Gender justice congress delves into divorce, underlying issues

DAILY SABAH
ISTANBUL
Published

Women and Democracy Association (KADEM), a prominent Turkish non-profit, launched its fourth Gender Justice Congress in Istanbul yesterday.

This year's event, held at Istanbul Ticaret University, focused on the issue of divorce as it brings together experts, women's rights activists and academics.

The program discussed the role of socio-economic issues in divorce, how it's viewed in religion and its effects on health and other aspects of life.

Organizers said that they want to create an interdisciplinary platform to discuss the issue, start a debate on resolving the common problems women face in terms of the divorce, and discuss policies to support them and their families.

Addressing the event, KADEM Director Sare Aydın Yılmaz said moral, legal and religious rules look to prevent divorce.

"In preparation for the congress, we discussed the motives behind divorce with experts and identified ‘infidelity' as the main reason.

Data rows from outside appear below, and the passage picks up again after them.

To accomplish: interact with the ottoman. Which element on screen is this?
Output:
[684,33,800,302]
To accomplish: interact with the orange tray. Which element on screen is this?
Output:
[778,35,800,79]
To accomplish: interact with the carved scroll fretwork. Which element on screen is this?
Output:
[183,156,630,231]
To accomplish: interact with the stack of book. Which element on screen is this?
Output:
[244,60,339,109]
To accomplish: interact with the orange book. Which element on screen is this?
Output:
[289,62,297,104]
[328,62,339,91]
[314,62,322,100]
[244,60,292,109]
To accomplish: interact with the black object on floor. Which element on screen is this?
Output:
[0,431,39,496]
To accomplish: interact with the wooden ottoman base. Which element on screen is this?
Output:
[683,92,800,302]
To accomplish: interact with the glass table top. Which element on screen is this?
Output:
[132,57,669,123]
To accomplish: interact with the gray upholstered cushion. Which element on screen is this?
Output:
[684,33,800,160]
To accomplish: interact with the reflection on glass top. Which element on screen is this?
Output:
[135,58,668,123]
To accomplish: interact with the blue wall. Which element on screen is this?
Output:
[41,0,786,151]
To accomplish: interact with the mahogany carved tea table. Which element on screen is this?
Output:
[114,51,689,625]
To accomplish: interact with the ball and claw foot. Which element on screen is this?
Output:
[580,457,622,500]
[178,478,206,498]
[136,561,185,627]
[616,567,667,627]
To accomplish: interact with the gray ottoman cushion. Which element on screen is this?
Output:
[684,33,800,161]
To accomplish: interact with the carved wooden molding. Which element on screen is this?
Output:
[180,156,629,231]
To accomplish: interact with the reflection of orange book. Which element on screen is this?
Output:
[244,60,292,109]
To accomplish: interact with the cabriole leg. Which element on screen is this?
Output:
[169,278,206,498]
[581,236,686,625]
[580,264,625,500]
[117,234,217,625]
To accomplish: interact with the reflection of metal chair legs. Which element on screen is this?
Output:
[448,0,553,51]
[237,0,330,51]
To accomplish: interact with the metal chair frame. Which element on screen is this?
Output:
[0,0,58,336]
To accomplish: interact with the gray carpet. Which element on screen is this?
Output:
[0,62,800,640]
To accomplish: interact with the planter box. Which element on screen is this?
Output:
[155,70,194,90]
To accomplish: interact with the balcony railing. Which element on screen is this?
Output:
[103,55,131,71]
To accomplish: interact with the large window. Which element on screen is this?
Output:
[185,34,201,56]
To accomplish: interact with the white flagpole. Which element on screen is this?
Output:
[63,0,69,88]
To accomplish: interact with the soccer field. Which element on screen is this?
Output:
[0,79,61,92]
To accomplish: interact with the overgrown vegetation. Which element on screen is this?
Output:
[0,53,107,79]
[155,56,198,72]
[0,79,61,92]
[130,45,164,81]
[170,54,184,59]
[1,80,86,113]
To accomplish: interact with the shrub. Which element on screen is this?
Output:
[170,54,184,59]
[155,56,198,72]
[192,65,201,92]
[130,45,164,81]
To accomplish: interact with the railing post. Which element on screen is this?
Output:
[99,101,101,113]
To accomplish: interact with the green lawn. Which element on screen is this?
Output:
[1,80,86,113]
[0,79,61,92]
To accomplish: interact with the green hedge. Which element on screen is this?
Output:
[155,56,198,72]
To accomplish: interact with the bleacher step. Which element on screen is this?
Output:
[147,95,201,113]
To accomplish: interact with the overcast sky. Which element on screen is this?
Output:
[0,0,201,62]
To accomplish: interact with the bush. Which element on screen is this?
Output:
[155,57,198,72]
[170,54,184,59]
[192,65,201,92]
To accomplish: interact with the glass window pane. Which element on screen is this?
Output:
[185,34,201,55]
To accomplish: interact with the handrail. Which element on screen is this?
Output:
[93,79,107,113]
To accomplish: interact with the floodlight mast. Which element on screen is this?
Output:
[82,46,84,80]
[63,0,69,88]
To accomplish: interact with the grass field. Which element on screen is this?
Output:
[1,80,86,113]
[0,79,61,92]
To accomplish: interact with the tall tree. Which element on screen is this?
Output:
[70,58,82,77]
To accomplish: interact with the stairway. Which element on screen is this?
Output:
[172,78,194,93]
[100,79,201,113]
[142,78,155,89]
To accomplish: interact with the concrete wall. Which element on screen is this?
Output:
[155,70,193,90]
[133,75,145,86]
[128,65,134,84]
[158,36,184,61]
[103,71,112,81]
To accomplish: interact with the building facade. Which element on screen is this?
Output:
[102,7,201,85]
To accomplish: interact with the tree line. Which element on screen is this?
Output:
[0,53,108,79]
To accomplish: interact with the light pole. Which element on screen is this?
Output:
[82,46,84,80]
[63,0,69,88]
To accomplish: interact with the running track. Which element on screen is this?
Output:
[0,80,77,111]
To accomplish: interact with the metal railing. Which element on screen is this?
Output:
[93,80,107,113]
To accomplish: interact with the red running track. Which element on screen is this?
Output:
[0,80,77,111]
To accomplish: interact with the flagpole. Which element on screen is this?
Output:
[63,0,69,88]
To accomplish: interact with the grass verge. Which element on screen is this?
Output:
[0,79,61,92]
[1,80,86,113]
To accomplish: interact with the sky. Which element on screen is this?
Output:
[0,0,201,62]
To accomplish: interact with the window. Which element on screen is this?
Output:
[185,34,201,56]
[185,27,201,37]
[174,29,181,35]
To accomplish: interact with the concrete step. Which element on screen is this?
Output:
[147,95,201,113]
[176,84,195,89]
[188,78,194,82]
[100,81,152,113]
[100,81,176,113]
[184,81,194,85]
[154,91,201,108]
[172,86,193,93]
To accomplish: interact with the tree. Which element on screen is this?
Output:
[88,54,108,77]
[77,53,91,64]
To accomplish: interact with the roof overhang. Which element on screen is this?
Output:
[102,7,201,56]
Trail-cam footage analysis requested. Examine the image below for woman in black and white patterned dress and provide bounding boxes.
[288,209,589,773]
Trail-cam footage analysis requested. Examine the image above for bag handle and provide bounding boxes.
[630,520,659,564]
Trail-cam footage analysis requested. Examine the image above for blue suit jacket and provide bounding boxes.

"Domestic violence, jealousy, and disagreement on how to raise children are some other key factors. Today, social media is also having an impact on family unions. It is a new phenomenon that fuels the financial expectations of individuals. We have to find ways to respond to this new phenomenon," she said.

"Although we should not see it from a gender perspective, divorce certainly affects women more. But, it is the children who are affected the most."

Yılmaz said the decision of filing for a divorce is a major challenge, especially for women with low levels of education and those who have never been employed in anything other than domestic chores.

"It shows the necessity of socio-economic empowerment for women," she said.

The official statistics for 2017 showed that the number of divorces has gone up in Turkey. The divorce rate increased 1.8 percent and some 128,411 people filed for a divorce last year.

Turkey offers free counseling services for couples considering divorce and counseling for children of divorced couples.